ValueError: Found input variables with inconsistent numbers of samples: [1422222, 1]

## Training the Model

Now we can actually train the thing!

#### Note
* Consider different batch sizes and experimenting with the optimizer.
* Also look into separating a test set. Right now, it appears to be training on everything.

In [20]:
import random
from spacy.util import minibatch, fix_random_seed, decaying, compounding

# Make it reproducible, yo!
fix_random_seed(777)

losses = {}
dropout = decaying(0.6, 0.2, 1e-4)
batch_sizes = compounding(1, 64, 1.001)

for epoch in range(3):
    random.shuffle(train)
    batches = minibatch(train, size=batch_sizes)

    for batch in batches:
        texts, labels = zip(*batch)
        nlp.update(texts, labels, drop=next(dropout), sgd=optimizer, losses=losses)
    print(losses)

ValueError: [E151] Trying to call nlp.update without required annotation types. Expected top-level keys: ('words', 'tags', 'heads', 'deps', 'entities', 'cats', 'links'). Got: ['n', 'e', 'w', 's'].

In [None]:
# Let's save the model so that we can run it again later when we have more memory to spare.
nlp.to_disk('/home/sean/Code/irish_times/ensemble_2')

In [None]:
def compare_label(match):
    if match[1]['cats'][match[0]] == True:
        return 1
    else:
        return 0

### Drumroll, please!

In [None]:
test_test_headlines = [nlp.tokenizer(txt) for txt in X_test]
test_categorizer = nlp.get_pipe('textcat')
test_scores, _ = test_categorizer.predict(test_test_headlines)
test_pred_labels = test_scores.argmax(axis=1)
test_predictions = [test_categorizer.labels[label] for label in test_pred_labels]
compare_test_labels = list(zip(test_predictions, y_test))

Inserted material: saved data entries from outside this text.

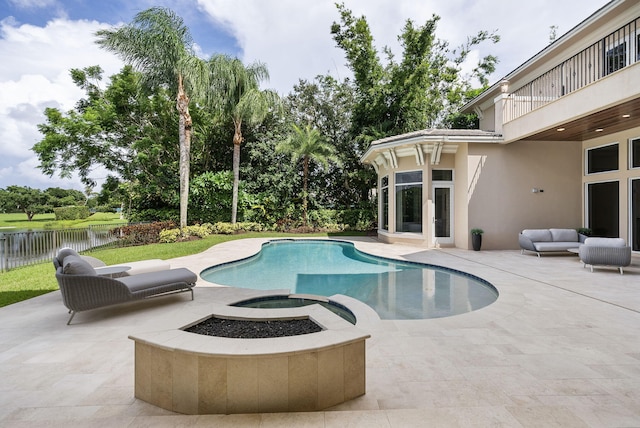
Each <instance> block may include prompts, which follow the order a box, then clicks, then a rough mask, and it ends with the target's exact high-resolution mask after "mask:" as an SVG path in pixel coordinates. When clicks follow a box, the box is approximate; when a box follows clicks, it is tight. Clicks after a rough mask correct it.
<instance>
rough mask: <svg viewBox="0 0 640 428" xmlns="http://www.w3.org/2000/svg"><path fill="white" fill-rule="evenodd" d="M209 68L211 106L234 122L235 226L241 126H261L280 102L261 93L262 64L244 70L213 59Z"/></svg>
mask: <svg viewBox="0 0 640 428" xmlns="http://www.w3.org/2000/svg"><path fill="white" fill-rule="evenodd" d="M209 68H210V71H211V74H212V75H213V76H214V77H213V79H212V80H211V87H212V91H211V92H210V93H211V94H212V95H213V96H214V98H213V100H212V103H213V104H214V105H216V106H217V107H218V108H219V109H220V110H221V112H222V113H223V115H225V116H226V117H229V118H231V120H232V122H233V128H234V134H233V200H232V205H231V223H235V222H236V220H237V214H238V188H239V183H240V146H241V144H242V142H243V141H244V138H243V136H242V126H243V125H245V126H255V125H258V124H260V123H261V122H262V121H263V120H264V119H265V117H266V116H267V114H268V113H269V111H270V110H271V109H272V108H273V107H275V106H277V105H278V103H279V98H278V96H277V94H276V93H275V92H273V91H269V90H260V83H261V82H262V81H265V80H267V79H268V78H269V72H268V70H267V66H266V65H265V64H263V63H261V62H255V63H253V64H250V65H248V66H245V65H244V64H243V63H242V61H240V60H239V59H237V58H231V57H229V56H227V55H215V56H213V57H212V58H211V59H210V60H209Z"/></svg>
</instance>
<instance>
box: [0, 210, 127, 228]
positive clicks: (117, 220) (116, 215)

# ...aaaaaannnnd the scores!
test_correct = sum([compare_label(m) for m in compare_test_labels])
print(f'The model is {(test_correct / df.shape[0]) * 100:.2f}% accurate on the test data.')

### Additional Notes
It's looking like there are some repeatable things here that would work well in a Hy macro or three.
Consider testing with methods other than `minibatch` as well as `minibatch` using `sklearn.model_selection.cross_val_predict` and train them all at once with the cool multiprocessing thing that I learned.